You see, I've had the horrific habit of beginning potential stories with youthful vigor, only to abandon them when stricken by a semi-stiff breeze, since I first began to wield a pen at age 6. 


Whenever I sit down to flesh out and breathe life into a new idea, whatever's enamored me at the time, I imagine a literary graveyard, sprawling and foreboding, stretching out and manifesting before me. 


Eldritch, malformed beings, rendered insane by innumerable years of isolation and inactivity, besiege me, beseeching me to finish them, to grant them some of my coveted attention. 


They're my children, assailing me to discover why I dont love them, and I'm the deadbeat sperm donor skipping out on child support. 


"Ben, parched, fatigued, and weary, straddled his mount, Will-O'-The-Wisp, a former prize winning racehorse in another life, and grinned. Kicking one spur-heeled boot into her side, he tightened his grip on the mare's reins, leaning forward to match her suddenly maniacal speed. With the wind on his back, he'd hardly even bat an eye."


This was the beginning of a short story I'd planned to pen while drunk on whiskey one night. 


The Irish Rose Saloon in Waikiki, HI, was a favored haunt, and its mix of constantly simmering danger and less than reputable clientele struck the right chord within me, one that would resonate for 3 years straight. 


The bouncer, name withheld by request, was a BJJ purple belt, and he and I would roll right there on the floor. He was my knowledgable sensei and I was his living training dummy. 


I remember pounding a double shot of Jack, my only drink of the night, since I'm notoriously lightweight, and, without really focusing on it, wrote that little morsel above. 

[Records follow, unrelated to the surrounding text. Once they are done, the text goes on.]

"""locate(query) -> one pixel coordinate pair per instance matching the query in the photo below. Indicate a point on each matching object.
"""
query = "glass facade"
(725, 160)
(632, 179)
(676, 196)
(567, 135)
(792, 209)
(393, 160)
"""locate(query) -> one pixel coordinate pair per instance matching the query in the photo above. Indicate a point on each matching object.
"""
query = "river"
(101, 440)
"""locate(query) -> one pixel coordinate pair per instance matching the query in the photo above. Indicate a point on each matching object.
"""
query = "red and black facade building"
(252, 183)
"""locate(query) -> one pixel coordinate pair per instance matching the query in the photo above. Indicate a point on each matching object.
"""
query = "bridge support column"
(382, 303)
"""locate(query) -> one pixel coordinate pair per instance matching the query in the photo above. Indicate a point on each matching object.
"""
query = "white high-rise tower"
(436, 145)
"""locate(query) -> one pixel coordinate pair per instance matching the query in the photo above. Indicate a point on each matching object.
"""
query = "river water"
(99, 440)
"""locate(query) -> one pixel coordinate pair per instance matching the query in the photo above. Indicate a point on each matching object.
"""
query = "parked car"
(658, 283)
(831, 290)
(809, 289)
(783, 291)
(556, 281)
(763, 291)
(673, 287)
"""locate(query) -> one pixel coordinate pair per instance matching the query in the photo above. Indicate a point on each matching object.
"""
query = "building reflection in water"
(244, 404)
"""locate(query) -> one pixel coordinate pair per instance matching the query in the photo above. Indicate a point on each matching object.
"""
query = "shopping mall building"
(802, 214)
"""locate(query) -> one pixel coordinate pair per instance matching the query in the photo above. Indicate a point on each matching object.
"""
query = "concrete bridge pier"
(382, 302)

The beauty of writing is that, once again from Stephen King, in his seminal work, "On Writing", it is the purest creative art form known to man. 


Writing, done well and to a virtuosic degree, is essentially telepathy. 

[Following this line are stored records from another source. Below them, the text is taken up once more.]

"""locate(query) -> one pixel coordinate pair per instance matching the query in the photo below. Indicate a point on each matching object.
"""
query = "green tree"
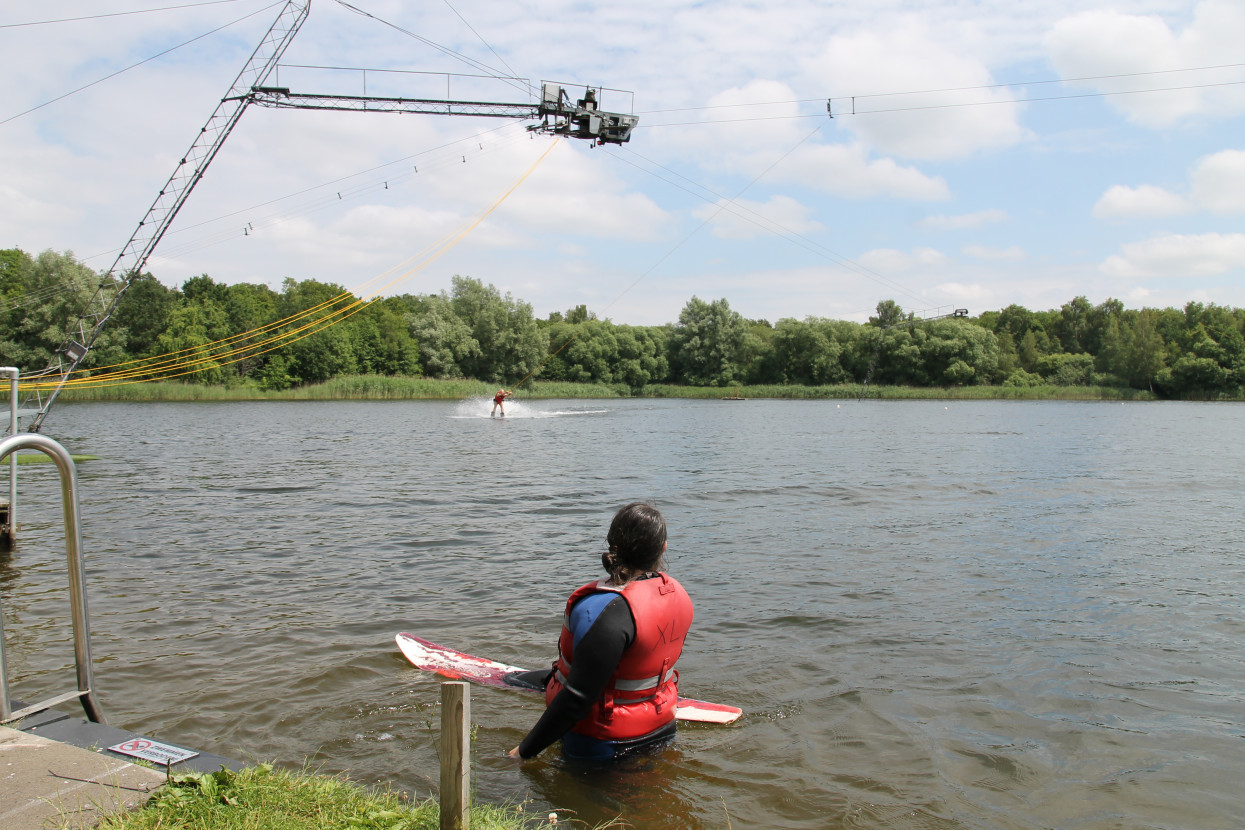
(710, 345)
(445, 340)
(193, 329)
(807, 352)
(57, 289)
(1073, 325)
(325, 347)
(956, 352)
(143, 314)
(511, 342)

Writers are even greater visual artists than painters, cartoonists, illustrators, sculptors, muralists, and taggers. 


While they all require both a canvas and an easel, both of with take many shapes, stocked with all arrays of colors, vibrant and muted, boisterous and understated, writers can make you see exactly what we want you to, with nothing but words, a tool available to everyone, at anytime. 


When you read that paragraph, an entire movie takes shape and life in your mind's eye. 


Perhaps Ben is an outlaw in the American Old West, headed to San Francisco to begin a new life after a stage coach robbery gone bad; he won Will-O'-The-Wisp in a poker game. 


Or, maybe he's a bounty hunter, existing for his entire life in that grey area that's so deliciously seductive that few who find themselves there ever depart of their own accord, myself included. His target is trying to get the hell out of Dodge, so he's set his sights on arriving there, hotel room already reserved. 


I could spend the rest of my life filling pages, both physical and virtual, with examples, assumptions, and suggestions, and die of decrepit old age without even scratching a fraction of a percent of the possibilities that the above sentences are capable of birthing in someone's imagination. 


Perhaps I will finish a short story, or several, one of these days. There's an art form to every type of writing, and I dont want to ever consider myself nothing but a one, or few, trick pony. 


Two writers that often inspire me, when I sit in repose and remember them in both admiration and consideration, are Emily Dickenson and Maya Angelou. 


Emily spent her entire life writing her immortal works in seclusion, a single candlelight her only company on her solitary, poetic quest. 


Maya, when she felt crushed by the encumbrances of the world, would go to her special room at a local hotel; it was always reserved for her, stocked with pens and notebooks. 


She'd check in and pay the clerk, unlock the door, shed her problems temporarily, and enter. 


She'd sit at her desk and begin to let the words flow, likely fully cognizant of the fact that, in addition to her contemporaries, she was also simultaneously writing for those that had yet to even be born.


These spirits keep me company on evenings like these, and warm my lonely heart long after the waning, lively moonlight is inevitably hushed by the rising, awakening sun.